Dieu surgit comme une évidence, en effet. Ce Dieu, elle le trouve en elle, au sein de cette intériorité qu’elle a appris à creuser. Il est immanent et transcendant. Le parcours d’Etty Hillesum aboutit à un point de convergence mystique qui parle aujourd’hui à tous, même aux athées. On retrouve dans sa foi des inspirations judéo-chrétiennes incontestables : son Dieu est incarné ; elle entretient une conversation permanente avec Lui ; elle considère la mort comme un glissement dans Ses bras… Mais c’est aussi parfois un Dieu plus abstrait qui emprunte aux sagesses orientales qu’elle avait lues également. L’influence se fait notamment ressentir dans sa vision cosmique, son sentiment d’appartenance à un grand flux qui la dépasse. Mais, fondamentalement, sa foi est universelle.
Dans l’enfer concentrationnaire, elle écrit cette très belle phrase : « Je vais t’aider mon Dieu à ne pas t’éteindre en moi ». Comment l’interpréter ?

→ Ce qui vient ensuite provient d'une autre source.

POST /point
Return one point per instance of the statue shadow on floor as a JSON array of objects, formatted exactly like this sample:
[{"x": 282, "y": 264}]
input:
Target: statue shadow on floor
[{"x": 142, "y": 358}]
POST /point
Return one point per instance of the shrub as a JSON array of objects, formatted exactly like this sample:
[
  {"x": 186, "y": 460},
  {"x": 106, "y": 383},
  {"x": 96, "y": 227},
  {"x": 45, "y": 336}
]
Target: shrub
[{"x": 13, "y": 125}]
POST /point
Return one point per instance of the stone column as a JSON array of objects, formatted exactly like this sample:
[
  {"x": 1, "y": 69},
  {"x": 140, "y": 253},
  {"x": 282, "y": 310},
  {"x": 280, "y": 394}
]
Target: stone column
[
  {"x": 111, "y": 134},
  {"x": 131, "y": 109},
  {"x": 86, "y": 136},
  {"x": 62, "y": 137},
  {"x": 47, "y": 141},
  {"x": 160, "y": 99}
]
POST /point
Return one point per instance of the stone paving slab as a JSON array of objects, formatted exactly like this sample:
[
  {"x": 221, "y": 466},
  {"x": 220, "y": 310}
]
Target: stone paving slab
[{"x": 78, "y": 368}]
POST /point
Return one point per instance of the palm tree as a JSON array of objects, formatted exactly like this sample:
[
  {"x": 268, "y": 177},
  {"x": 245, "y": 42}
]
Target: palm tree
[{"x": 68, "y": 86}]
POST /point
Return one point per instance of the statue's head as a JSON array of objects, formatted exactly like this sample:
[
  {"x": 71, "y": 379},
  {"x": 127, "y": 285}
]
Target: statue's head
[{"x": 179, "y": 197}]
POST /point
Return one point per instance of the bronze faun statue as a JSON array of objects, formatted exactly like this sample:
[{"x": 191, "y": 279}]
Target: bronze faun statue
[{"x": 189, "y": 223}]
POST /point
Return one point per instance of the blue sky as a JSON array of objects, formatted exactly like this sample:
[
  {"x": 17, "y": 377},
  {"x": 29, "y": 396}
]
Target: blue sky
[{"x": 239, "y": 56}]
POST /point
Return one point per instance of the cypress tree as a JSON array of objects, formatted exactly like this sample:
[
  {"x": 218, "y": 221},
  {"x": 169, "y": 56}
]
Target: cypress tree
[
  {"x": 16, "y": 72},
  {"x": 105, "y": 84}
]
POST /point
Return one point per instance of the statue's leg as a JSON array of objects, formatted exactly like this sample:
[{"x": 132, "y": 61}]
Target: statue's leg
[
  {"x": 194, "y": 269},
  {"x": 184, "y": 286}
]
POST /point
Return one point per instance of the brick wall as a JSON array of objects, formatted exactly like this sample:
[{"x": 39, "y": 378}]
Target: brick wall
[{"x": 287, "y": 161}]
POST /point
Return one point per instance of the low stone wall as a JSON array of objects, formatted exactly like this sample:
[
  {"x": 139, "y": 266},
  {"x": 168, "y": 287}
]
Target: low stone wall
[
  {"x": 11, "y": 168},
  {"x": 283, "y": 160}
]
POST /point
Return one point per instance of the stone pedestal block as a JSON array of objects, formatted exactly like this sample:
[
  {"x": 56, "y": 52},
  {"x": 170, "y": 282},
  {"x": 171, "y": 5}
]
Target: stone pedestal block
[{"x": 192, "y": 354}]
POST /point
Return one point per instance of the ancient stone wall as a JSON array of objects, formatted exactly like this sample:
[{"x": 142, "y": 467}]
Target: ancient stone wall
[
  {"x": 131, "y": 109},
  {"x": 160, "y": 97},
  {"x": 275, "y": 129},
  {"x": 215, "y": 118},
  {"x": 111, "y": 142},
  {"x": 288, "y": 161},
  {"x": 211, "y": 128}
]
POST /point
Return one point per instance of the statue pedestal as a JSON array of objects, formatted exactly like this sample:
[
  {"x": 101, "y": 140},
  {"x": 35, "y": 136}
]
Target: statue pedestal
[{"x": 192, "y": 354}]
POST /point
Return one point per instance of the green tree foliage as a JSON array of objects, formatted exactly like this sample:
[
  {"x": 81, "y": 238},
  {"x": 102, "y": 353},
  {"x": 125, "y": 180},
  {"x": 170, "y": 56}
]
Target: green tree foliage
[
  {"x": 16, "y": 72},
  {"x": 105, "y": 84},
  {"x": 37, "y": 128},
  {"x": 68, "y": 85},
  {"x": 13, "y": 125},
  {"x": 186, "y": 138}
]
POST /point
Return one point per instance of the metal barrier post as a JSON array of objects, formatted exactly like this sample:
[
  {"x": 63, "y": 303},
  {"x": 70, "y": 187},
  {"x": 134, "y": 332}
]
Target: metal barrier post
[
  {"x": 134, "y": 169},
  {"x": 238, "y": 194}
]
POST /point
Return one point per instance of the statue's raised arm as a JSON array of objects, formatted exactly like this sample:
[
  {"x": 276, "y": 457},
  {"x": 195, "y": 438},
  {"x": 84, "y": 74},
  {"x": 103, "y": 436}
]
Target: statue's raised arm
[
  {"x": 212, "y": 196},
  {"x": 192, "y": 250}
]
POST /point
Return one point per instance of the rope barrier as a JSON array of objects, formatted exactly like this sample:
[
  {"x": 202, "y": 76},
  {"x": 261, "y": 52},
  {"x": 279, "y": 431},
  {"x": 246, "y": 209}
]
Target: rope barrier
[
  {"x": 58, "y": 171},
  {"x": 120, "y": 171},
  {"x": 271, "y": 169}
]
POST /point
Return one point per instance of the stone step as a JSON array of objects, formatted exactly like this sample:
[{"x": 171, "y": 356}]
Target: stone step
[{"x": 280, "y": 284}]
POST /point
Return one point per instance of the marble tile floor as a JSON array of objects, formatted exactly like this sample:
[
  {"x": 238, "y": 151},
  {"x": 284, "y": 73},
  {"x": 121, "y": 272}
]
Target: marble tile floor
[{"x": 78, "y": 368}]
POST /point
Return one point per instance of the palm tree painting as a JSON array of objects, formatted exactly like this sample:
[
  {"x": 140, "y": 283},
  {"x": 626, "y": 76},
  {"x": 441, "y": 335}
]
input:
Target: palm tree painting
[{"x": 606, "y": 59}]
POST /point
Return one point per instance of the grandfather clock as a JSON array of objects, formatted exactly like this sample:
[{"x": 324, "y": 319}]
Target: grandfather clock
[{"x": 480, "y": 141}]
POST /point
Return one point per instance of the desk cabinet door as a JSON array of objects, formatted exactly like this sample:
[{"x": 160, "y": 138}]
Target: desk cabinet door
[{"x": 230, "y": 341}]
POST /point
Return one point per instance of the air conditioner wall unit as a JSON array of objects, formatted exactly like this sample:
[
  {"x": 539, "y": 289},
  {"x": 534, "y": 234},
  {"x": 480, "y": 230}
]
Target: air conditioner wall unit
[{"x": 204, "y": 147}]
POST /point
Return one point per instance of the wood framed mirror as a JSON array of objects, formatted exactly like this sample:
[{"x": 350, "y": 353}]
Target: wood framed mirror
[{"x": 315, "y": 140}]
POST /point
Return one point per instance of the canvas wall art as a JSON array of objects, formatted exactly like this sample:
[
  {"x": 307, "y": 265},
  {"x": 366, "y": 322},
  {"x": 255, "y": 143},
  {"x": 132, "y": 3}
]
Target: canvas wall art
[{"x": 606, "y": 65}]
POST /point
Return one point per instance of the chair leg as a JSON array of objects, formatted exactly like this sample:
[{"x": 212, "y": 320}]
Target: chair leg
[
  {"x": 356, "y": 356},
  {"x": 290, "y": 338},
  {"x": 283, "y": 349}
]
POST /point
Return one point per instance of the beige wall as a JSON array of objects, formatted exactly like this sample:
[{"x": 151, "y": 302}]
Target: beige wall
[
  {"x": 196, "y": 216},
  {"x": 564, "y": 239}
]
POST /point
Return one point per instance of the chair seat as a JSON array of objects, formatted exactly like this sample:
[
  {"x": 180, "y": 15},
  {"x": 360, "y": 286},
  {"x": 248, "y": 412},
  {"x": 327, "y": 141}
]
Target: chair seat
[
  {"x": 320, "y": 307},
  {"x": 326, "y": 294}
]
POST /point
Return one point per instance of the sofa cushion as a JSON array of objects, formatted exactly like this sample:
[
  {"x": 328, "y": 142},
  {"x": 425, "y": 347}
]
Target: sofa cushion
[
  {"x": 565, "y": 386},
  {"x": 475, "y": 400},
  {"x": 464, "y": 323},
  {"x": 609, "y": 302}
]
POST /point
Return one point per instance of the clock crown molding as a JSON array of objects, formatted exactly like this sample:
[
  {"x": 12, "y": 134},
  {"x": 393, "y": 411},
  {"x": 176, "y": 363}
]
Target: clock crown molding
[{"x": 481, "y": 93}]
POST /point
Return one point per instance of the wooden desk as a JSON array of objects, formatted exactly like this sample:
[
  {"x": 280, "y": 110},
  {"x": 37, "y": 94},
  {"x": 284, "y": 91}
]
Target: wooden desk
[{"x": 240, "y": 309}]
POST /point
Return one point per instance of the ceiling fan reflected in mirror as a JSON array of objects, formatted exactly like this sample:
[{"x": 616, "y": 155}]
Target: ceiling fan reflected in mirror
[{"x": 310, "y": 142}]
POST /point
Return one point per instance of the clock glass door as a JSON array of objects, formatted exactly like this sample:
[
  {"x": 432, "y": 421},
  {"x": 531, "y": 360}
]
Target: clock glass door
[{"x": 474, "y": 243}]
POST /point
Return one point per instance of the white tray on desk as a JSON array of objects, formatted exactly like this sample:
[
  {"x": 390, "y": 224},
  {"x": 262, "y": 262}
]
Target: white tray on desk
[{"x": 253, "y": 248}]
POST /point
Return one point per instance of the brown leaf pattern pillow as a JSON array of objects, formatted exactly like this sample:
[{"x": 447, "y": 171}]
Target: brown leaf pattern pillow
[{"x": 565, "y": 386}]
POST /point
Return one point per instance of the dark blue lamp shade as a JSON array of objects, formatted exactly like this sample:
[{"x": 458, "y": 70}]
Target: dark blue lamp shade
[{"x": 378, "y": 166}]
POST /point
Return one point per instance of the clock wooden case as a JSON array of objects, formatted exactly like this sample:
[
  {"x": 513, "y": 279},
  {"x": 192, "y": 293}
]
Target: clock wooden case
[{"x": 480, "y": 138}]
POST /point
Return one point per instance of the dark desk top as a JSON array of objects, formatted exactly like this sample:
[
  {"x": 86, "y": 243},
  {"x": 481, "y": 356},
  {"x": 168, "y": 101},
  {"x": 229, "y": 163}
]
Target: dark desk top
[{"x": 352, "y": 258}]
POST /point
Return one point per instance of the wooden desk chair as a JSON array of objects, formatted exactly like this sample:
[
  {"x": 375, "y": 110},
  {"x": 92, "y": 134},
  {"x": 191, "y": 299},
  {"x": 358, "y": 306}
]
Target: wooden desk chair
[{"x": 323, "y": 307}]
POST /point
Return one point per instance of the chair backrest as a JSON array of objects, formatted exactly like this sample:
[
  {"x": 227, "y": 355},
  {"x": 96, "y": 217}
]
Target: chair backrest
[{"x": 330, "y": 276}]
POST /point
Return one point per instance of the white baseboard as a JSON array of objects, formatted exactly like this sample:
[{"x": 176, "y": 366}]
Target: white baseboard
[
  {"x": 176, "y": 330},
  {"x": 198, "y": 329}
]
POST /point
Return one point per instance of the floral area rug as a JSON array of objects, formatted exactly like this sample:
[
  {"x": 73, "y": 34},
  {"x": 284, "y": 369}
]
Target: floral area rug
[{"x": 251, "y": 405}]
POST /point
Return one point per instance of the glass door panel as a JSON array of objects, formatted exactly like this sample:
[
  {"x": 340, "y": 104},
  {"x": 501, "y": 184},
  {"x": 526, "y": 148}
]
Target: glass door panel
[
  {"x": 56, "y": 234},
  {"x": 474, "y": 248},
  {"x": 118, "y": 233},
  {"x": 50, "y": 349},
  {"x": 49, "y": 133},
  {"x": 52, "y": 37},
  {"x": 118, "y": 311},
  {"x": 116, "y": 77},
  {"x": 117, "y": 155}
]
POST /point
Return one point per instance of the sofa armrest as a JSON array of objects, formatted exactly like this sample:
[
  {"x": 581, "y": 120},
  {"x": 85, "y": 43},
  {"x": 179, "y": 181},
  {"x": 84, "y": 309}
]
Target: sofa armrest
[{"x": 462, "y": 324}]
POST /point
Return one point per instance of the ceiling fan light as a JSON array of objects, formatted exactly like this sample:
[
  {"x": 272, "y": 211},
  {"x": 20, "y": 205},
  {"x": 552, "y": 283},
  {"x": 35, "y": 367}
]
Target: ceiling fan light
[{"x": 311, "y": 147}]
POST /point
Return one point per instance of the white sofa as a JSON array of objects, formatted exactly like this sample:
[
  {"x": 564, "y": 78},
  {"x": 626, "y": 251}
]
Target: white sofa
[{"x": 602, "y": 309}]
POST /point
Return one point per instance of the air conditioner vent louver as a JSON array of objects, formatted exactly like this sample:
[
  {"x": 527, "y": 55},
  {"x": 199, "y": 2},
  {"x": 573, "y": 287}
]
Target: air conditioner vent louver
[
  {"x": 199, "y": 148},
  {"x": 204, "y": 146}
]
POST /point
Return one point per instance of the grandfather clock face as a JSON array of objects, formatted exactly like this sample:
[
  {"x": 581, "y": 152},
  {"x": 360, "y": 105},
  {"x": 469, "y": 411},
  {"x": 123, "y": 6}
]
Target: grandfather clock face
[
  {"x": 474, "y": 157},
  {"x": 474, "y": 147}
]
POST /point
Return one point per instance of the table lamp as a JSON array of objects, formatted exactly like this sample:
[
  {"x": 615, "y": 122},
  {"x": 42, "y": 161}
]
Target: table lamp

La shoah représente le processus le plus radical d’anéantissement de l’homme. Garder Dieu dans la tragédie de la shoah est un acte de résistance spirituelle héroïque. C’est celui d’Etty. Présent en son âme, elle sait qu’Il y demeure vulnérable tant l’horreur de l’extermination peut faire douter, d’où son souci de L’aider en lui créant un abri en elle. A-t-elle réussi jusqu’au bout ? Nous perdons sa trace après son départ pour Auschwitz, mais je suis persuadée qu’elle y est parvenue !
Etty Hillesum est morte à Auschwitz en novembre 1943 à 29 ans. Jusqu’à l’âge de 27 ans, elle a traversé de terribles tourments intérieurs. Peut-on affirmer pourtant qu’elle a réussi sa vie ?
Etty Hillesum témoigne d’un admirable parcours spirituel. Cette part sacrée et inviolable qu’est la liberté intérieure, les nazis n’ont pas pu la lui prendre. Elle nous apprend comment la cultiver. Paradoxe magnifique : même dans les camps, elle est demeurée libre. Par la richesse des enseignements contenus dans ses écrits, elle démontre que la réussite d’une vie ne s’évalue pas à l’aune de sa durée mais de ses fruits.
Vivre libre avec Etty Hillesum, Cécilia Dutter, Tallandier, mars 2018, 171 pages, 14,90 euros.